The underlying suit was brought by retail pharmacies located in California against drug companies for unlawfully conspiring to fix the prices of their brand-name pharmaceuticals. The pharmacies contended that, as a result of the conspiracy, they were forced to pay an overcharge–the differential between the conspiracy-inflated prices and the prices they would have paid in a competitive market. They sought treble damages, restitution, and injunctive relief under California law.
A state trial court ruled that a pass-on defense was available under the Cartwright Act and that the pharmacies were not entitled to damages because the complaining pharmacies had passed on all of the alleged overcharges to consumers. A state appellate court affirmed (2008-2 Trade Cases ¶76,286), holding that a pass-on defense was available under the plain meaning of the Cartwright Act’s damages provision. Based on the legislative history of the amendments to the Cartwright Act and developments in federal antitrust law, the California Supreme Court reversed the judgment of the appellate court.
The state supreme court rejected the drug companies’ concerns that the law should not countenance a rule that permits a windfall to undamaged plaintiffs, such as the pharmacies. “This objection misconceives both the nature of the Hanover Shoe rule in general and its potential application here,” the court said. The court noted that the pharmacies might have been able to prove lost profits and a decline in the value of their businesses as going concerns.
The state supreme court adopted the holding of Hanover Shoe v. United Shoe Mach. (1968) 392 U.S. 481, 1968 Trade Cases ¶72,490. In that decision, the U.S. Supreme Court held that antitrust violators ordinarily could not assert as a defense that illegal overcharges had been passed on by a plaintiff direct purchaser to indirect purchasers. Therefore, under federal antitrust law and now under the California Cartwright Act, an antitrust defendant is generally unable to defeat liability by asserting a pass-on defense.

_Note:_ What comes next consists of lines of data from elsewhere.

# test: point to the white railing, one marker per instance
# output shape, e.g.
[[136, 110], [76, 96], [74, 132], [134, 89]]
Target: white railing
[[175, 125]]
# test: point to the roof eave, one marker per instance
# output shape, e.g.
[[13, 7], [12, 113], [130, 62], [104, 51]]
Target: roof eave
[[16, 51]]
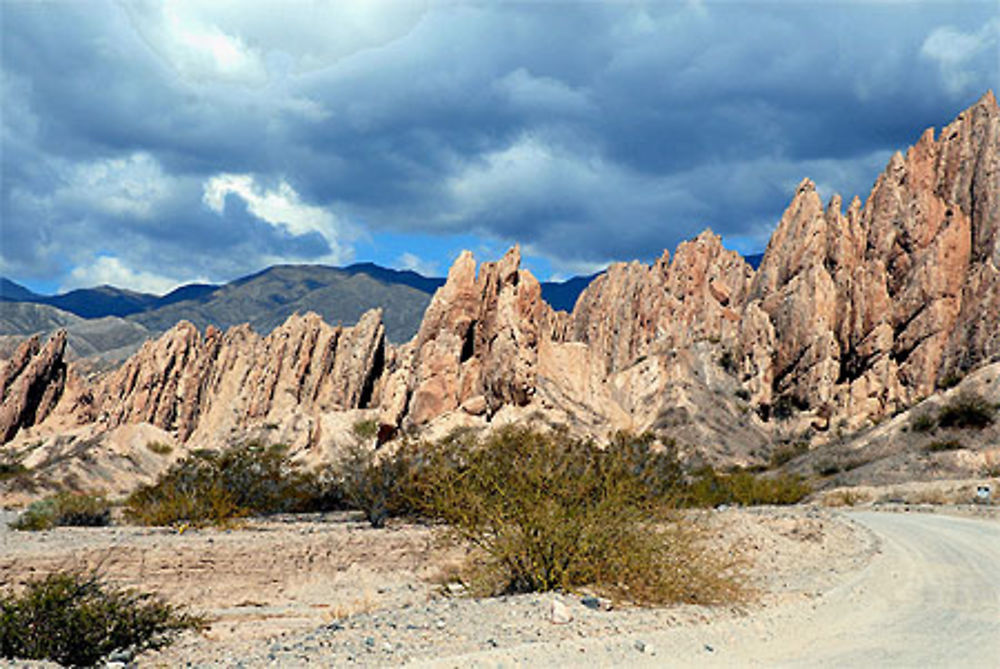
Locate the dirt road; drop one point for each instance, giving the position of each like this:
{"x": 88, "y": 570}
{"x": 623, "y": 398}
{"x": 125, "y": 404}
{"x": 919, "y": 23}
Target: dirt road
{"x": 931, "y": 597}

Under federal law, both the offensive and defensive uses of a pass-on theory are prohibited. The Hanover Shoe decision was followed nine years later by the U.S. Supreme Court’s decision in Illinois Brick Co. v. Illinois (1977) 431 U.S. 720, 1977-1 Trade Cases ¶61,460. In Illinois Brick, the Court held that indirect purchasers could not use a pass-on theory offensively to sue for overcharges. Thus, duplicative recovery of damages under federal law from the same alleged price fixing conspiracy could be avoided.
On the other hand, California antitrust law does not follow the Illinois Brick rule barring indirect purchaser standing. Shortly after the U.S. Supreme Court’s Illinois Brick decision, California passed an Illinois Brick repealer statute to allow indirect purchaser suits.
As a result, California allows indirect purchasers to use a pass-on theory to sue for overcharges, and the issue of duplicative damages may arise. The problem was not present in the underlying action, however, because no wholesaler, consumer, or parens patriae suits had been filed that might pose a risk of duplicative recovery. Furthermore, the statute of limitations for the period at issue had long since expired. The California Supreme Court explained that in order to avoid duplication in the recovery of damages under the California Cartwright Act in future cases, the bar on consideration of pass-on evidence might need to be lifted.